Hint: Compound Interest: Compound interest is interest on interest. Addition of the interest in the principal amount. Or reinvesting the interest.
As we know that
$ \Rightarrow C.I. = P{\left( {1 + \dfrac{r}{{100}}} \right)^T} - P$
Here
CI=compound interest
P=principal
r=rate of interest
T=time

Complete step-by-step answer:
Given,
Principal, P=Rs.6750
Amount, A=Rs.8192
Time, T=3yearrs
Rate, R=?
Formula of compound interest,
$ \Rightarrow A = P{\left( {1 + \dfrac{r}{{100}}} \right)^T}$
Put the values in the formula,
$ \Rightarrow 8192 = 6750{\left( {1 + \dfrac{r}{{100}}} \right)^3}$
\[ \Rightarrow \dfrac{{8192}}{{6750}} = {\left( {1 + \dfrac{r}{{100}}} \right)^3}\]
\[ \Rightarrow \dfrac{{4096}}{{3375}} = {\left( {1 + \dfrac{r}{{100}}} \right)^3}\]
\[ \Rightarrow {\left( {\dfrac{{16}}{{15}}} \right)^3} = {\left( {1 + \dfrac{r}{{100}}} \right)^3}\]

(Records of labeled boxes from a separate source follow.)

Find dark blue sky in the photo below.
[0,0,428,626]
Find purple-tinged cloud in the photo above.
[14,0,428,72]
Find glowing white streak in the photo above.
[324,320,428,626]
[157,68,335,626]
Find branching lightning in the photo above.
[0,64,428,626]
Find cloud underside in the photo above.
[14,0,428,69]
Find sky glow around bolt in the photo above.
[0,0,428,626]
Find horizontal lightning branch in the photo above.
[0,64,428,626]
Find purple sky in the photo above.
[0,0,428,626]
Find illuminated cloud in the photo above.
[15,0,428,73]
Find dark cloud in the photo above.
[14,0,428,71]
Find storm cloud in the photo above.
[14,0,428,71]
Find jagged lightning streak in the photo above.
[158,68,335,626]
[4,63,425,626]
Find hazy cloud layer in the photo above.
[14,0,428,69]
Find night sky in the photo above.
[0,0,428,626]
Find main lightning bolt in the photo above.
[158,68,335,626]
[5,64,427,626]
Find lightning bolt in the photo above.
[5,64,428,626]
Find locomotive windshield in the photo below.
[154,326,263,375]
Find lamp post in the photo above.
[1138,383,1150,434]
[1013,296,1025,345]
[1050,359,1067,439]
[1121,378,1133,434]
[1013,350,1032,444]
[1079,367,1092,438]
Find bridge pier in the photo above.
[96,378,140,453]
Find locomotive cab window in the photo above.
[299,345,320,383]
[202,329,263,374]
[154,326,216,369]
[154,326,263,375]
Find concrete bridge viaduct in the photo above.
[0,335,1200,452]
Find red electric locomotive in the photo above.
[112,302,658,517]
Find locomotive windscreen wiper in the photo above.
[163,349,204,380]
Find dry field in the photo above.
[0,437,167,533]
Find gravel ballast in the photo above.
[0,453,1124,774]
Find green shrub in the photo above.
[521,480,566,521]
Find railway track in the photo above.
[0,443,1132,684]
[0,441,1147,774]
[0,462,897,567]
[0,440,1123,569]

The Powers of both sides are the same so the powers are canceled out.
\[ \Rightarrow \left( {\dfrac{{16}}{{15}}} \right) = \left( {1 + \dfrac{r}{{100}}} \right)\]
\[ \Rightarrow \dfrac{r}{{100}} = \dfrac{{16}}{{15}} - 1\]
\[ \Rightarrow \dfrac{r}{{100}} = \dfrac{{16 - 15}}{{15}}\]
\[ \Rightarrow \dfrac{r}{{100}} = \dfrac{1}{{15}}\]
\[ \Rightarrow r = \dfrac{1}{{15}} \times 100\]
\[ \Rightarrow r = \dfrac{{20}}{3}\]
\[ \Rightarrow r = 6\dfrac{2}{3}\% \]
So, the correct answer is “$6\dfrac{2}{3}\%$”.

Note: Compound interest earned or paid on both the principal and previously earned interest. For annually compound interest means “once in a year”, half yearly means “twice in the year”, quarterly means “four times in the year”. Compound interest is always more than simple interest for a given period of time.